Он сошел с поезда на Форт Гамильтон Паркуэй, прошел два с половиной квартала и пересек путепровод, направляясь в сторону Таниного дома. Она жила на самом верхнем этаже, балкон ее квартиры выходил на фасад здания. Взобраться по кирпичному фасаду поздним вечером — довольно трудное занятие, но он проделывал этот трюк и раньше. Алек огляделся по сторонам. На улице было пустынно, его никто не заметит. Даже машины не проезжали мимо, так что это было идеальный момент для того, чтобы вскарабкаться вверх.

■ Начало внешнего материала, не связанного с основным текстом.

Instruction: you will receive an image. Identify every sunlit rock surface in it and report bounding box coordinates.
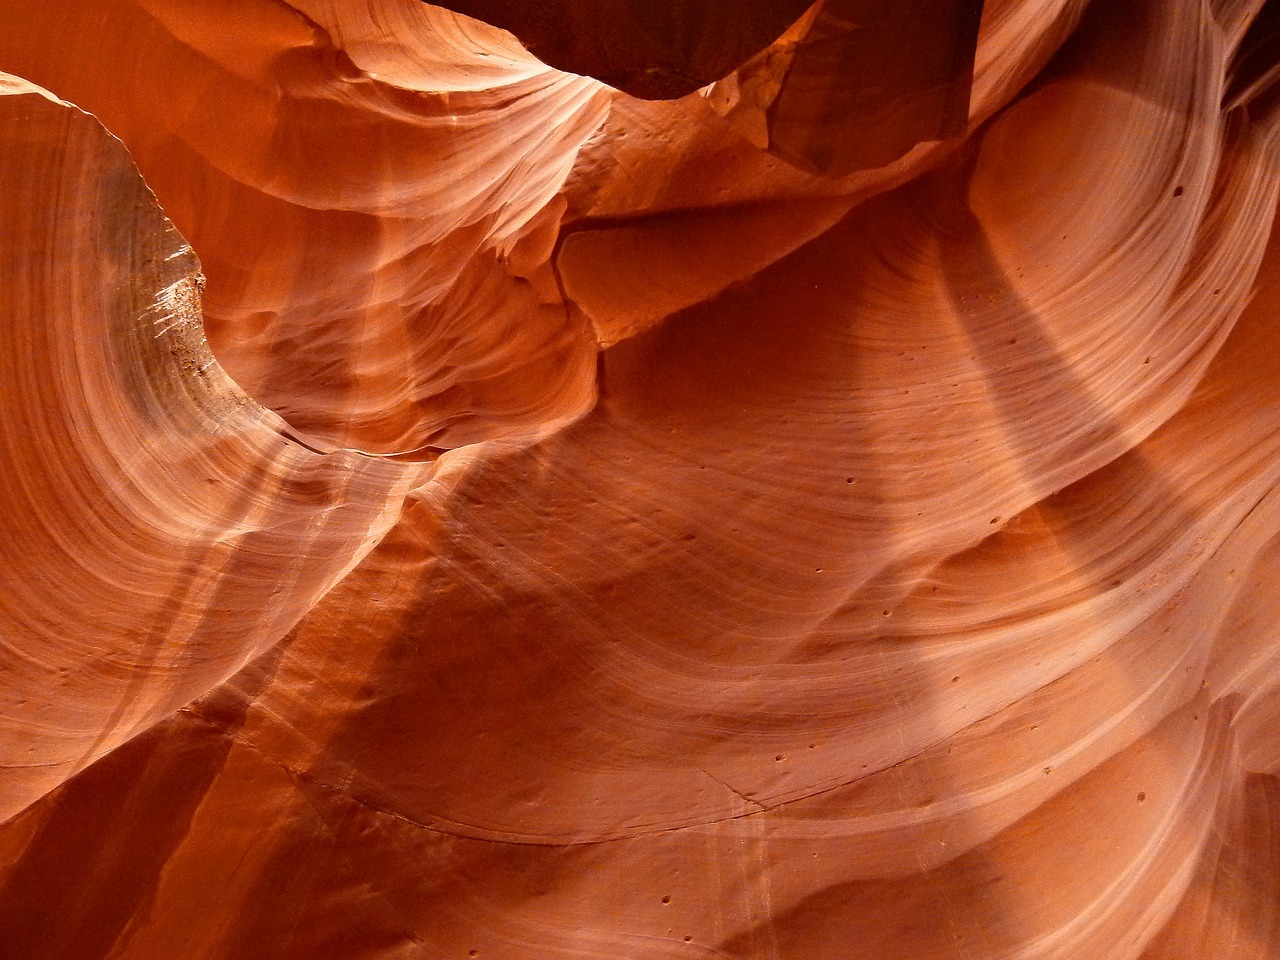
[1,1,1279,957]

Через три минуты он достиг Таниного балкона. В ее квартире было темно, но он чувствовал ее присутствие. Она крепко спала. Он перепрыгнул через перила и тихо приземлился на балкон, взметнув ногами снежинки. Проверил французские двери. Они были заперты изнутри. Алек видел очертания спящей девушки сквозь прозрачные занавески дверей. Он мысленно потянулся к ней: «Таня, открой дверь».
Он увидел, как она заворочалась.
«Таня, открой дверь». Он отступил подальше от дверей, так чтобы она его не увидела.
Таня откинула одеяло и открыла балконные двери, а потом вновь забралась в кровать.